Confidence distributions and hypothesis testing

Eugenio Melilli,Piero Veronese
DOI: https://doi.org/10.1007/s00362-024-01542-4
2024-03-29
Statistical Papers
Abstract:Abstract The traditional frequentist approach to hypothesis testing has recently come under extensive debate, raising several critical concerns. Additionally, practical applications often blend the decision-theoretical framework pioneered by Neyman and Pearson with the inductive inferential process relied on the p -value, as advocated by Fisher. The combination of the two methods has led to interpreting the p -value as both an observed error rate and a measure of empirical evidence for the hypothesis. Unfortunately, both interpretations pose difficulties. In this context, we propose that resorting to confidence distributions can offer a valuable solution to address many of these critical issues. Rather than suggesting an automatic procedure, we present a natural approach to tackle the problem within a broader inferential context. Through the use of confidence distributions, we show the possibility of defining two statistical measures of evidence that align with different types of hypotheses under examination. These measures, unlike the p -value, exhibit coherence, simplicity of interpretation, and ease of computation, as exemplified by various illustrative examples spanning diverse fields. Furthermore, we provide theoretical results that establish connections between our proposal, other measures of evidence given in the literature, and standard testing concepts such as size, optimality, and the p -value.
statistics & probability
What problem does this paper attempt to address?
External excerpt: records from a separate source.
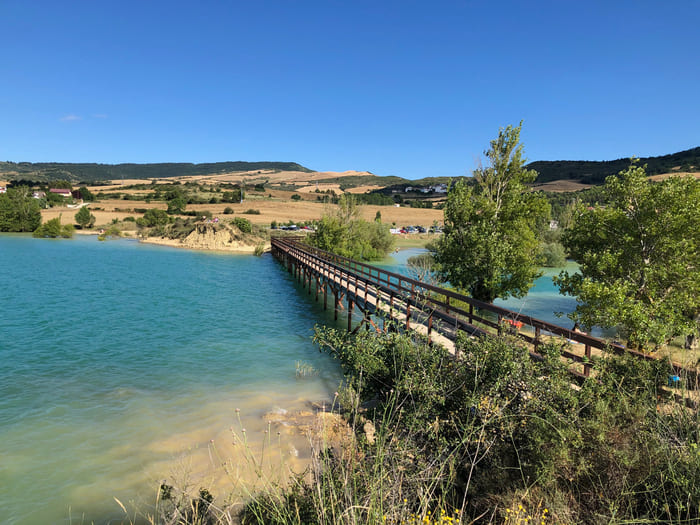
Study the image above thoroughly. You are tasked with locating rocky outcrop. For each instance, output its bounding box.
[145,221,270,253]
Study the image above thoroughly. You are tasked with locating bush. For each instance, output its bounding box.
[233,217,253,233]
[244,328,700,524]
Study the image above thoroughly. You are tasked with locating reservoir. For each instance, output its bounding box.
[0,235,341,525]
[0,235,575,525]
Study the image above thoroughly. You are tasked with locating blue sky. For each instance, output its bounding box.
[0,0,700,178]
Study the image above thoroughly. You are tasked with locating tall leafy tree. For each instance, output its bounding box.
[556,163,700,348]
[75,206,95,228]
[435,122,550,302]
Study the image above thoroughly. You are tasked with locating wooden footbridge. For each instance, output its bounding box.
[272,237,695,386]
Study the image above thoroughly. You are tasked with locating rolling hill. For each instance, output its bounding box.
[0,161,312,183]
[527,147,700,185]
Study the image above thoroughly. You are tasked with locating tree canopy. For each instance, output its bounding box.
[75,206,95,228]
[435,123,549,302]
[556,163,700,348]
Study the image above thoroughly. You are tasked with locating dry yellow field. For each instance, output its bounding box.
[41,198,443,227]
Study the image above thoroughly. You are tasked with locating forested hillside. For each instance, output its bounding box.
[0,161,312,183]
[526,147,700,184]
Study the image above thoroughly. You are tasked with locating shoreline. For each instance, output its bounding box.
[138,237,270,255]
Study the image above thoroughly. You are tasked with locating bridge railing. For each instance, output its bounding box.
[273,238,692,376]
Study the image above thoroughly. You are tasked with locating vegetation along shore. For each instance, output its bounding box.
[0,129,700,524]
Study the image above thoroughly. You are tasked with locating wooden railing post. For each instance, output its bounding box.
[583,344,591,377]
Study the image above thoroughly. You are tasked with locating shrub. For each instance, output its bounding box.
[244,328,700,523]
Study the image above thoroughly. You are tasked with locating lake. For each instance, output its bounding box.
[0,235,341,524]
[0,235,575,525]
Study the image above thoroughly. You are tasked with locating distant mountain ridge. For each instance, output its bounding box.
[527,147,700,184]
[0,147,700,189]
[0,161,313,183]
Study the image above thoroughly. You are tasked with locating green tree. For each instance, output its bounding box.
[233,217,253,233]
[556,163,700,348]
[143,208,170,228]
[75,206,95,228]
[435,122,549,302]
[0,186,41,232]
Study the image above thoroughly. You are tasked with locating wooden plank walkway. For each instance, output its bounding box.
[272,237,697,386]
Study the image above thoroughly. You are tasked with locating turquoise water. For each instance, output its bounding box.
[382,248,580,328]
[0,235,340,524]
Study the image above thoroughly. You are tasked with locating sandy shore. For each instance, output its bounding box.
[140,237,270,254]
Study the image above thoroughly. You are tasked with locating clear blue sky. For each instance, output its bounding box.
[0,0,700,178]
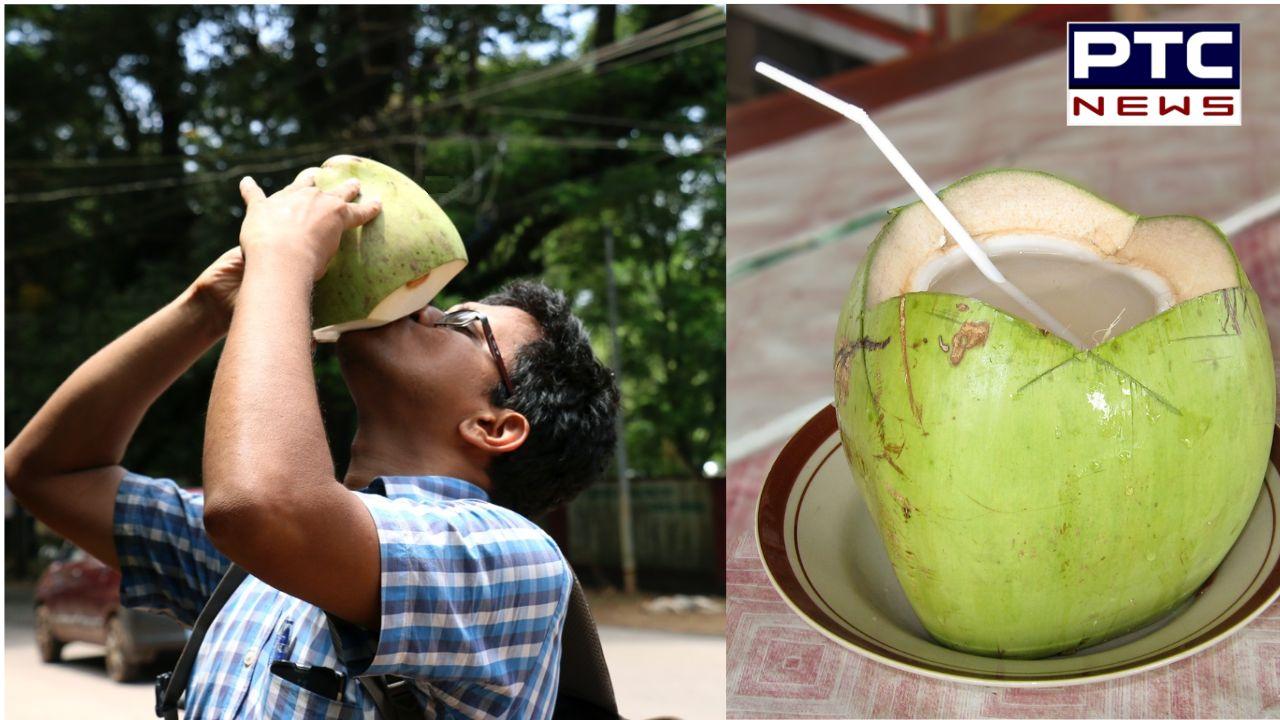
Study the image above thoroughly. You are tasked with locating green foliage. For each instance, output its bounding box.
[5,5,724,482]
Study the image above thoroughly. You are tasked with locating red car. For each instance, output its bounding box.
[36,543,191,683]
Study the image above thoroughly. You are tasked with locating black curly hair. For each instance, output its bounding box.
[480,281,618,518]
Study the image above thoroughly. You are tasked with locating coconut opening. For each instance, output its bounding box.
[312,260,467,342]
[911,233,1175,348]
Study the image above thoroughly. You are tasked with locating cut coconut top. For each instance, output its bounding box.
[865,170,1243,313]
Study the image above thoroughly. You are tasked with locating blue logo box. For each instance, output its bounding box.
[1066,23,1240,90]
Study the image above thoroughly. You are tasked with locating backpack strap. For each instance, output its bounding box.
[556,574,618,717]
[156,564,248,720]
[156,564,620,720]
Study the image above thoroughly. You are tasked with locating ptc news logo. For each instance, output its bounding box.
[1066,23,1240,126]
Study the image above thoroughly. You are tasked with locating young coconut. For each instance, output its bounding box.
[835,170,1275,657]
[311,155,467,342]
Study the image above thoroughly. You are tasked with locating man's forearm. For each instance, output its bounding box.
[204,255,334,504]
[5,288,221,479]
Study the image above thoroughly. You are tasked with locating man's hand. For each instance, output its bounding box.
[239,168,383,281]
[189,246,244,336]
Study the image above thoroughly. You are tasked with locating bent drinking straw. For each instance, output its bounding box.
[755,61,1084,347]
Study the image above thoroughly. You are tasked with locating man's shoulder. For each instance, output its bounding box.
[361,493,572,578]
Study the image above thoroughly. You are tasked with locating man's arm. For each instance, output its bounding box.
[4,278,230,569]
[204,172,379,628]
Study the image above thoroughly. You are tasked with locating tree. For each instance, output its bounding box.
[5,5,724,491]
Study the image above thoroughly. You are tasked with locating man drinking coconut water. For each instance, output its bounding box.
[5,169,617,719]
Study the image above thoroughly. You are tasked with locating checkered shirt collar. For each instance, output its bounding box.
[360,475,489,502]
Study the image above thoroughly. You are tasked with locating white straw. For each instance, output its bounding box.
[755,61,1084,347]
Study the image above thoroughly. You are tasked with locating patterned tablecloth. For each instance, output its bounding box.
[727,6,1280,717]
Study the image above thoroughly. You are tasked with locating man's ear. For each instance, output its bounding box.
[458,407,529,455]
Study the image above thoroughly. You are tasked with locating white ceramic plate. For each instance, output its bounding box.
[755,406,1280,687]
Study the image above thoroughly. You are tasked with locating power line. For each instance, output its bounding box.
[481,105,703,133]
[5,135,716,205]
[381,8,724,127]
[5,8,724,174]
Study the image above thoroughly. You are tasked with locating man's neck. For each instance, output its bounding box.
[342,425,489,491]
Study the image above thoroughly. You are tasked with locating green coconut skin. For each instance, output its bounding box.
[835,175,1275,657]
[311,155,467,328]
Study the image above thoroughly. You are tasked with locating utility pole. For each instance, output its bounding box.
[604,228,636,594]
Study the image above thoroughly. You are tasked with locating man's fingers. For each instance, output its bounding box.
[343,200,383,228]
[293,168,320,187]
[241,176,266,208]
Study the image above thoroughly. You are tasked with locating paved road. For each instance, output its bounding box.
[4,593,155,720]
[4,593,724,720]
[599,626,726,720]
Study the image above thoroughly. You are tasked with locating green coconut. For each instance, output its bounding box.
[835,170,1275,657]
[311,155,467,342]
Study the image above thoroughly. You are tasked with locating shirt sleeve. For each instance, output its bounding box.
[114,471,230,625]
[329,493,573,693]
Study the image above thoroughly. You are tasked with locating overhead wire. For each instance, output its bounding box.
[5,8,724,204]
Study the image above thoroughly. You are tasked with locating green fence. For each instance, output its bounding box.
[567,478,724,587]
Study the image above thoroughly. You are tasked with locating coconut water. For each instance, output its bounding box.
[922,238,1167,347]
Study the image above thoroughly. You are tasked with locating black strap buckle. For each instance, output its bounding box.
[156,673,177,717]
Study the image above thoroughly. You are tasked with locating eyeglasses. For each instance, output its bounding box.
[431,304,516,396]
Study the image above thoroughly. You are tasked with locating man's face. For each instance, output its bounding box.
[337,302,538,421]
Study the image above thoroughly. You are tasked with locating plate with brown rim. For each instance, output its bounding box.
[755,406,1280,687]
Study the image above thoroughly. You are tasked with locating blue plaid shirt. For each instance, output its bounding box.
[115,473,573,720]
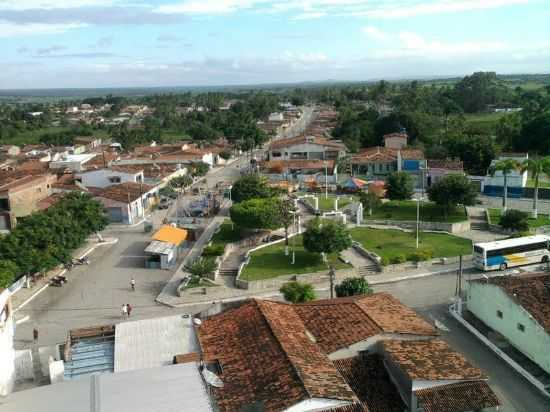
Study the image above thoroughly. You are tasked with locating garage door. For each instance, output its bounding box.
[107,207,122,223]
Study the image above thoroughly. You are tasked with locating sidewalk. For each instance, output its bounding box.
[11,237,118,313]
[157,263,473,307]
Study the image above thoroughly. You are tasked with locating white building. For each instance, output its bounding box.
[0,289,15,396]
[50,153,97,172]
[76,166,144,188]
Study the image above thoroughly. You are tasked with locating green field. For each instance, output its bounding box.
[306,194,353,212]
[351,228,472,260]
[488,209,550,229]
[364,200,468,223]
[241,235,350,280]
The paper attempts to address some key issues present in traditional frequentist hypothesis testing methods. Specifically, these issues include: 1. **Multiple interpretations of p-values**: p-values are widely used in practice to quantify the degree of support for the null hypothesis, but their interpretation is controversial. On one hand, p-values are seen as the observed error rate; on the other hand, they are viewed as empirical evidence for the hypothesis. Both interpretations have problems. 2. **Confusion between the decision-theoretic framework and the inductive reasoning process**: Traditional hypothesis testing methods combine Neyman-Pearson's decision-theoretic framework with Fisher's inductive reasoning process. This combination leads to misunderstandings of p-values. 3. **Inconsistency of p-values**: p-values lack consistency and ease of interpretation when used as a measure of statistical evidence. For example, Schervish (1996) pointed out that for the same observed data, p-values may show inconsistency when testing different hypotheses. To address these issues, the author proposes using **Confidence Distributions (CD)** as a valuable solution. By using confidence distributions, two measures of statistical evidence can be defined, which have the following characteristics: - **Consistency**: Compared to p-values, these measures perform more consistently under different types of hypotheses. - **Ease of interpretation**: These measures are easier to understand and interpret. - **Ease of computation**: These measures are relatively simple to compute. The author demonstrates the application of these measures in different fields through multiple examples and provides theoretical results, establishing the connection between these measures and other evidence measures in the literature, as well as standard hypothesis testing concepts (such as significance level, optimality, and p-values).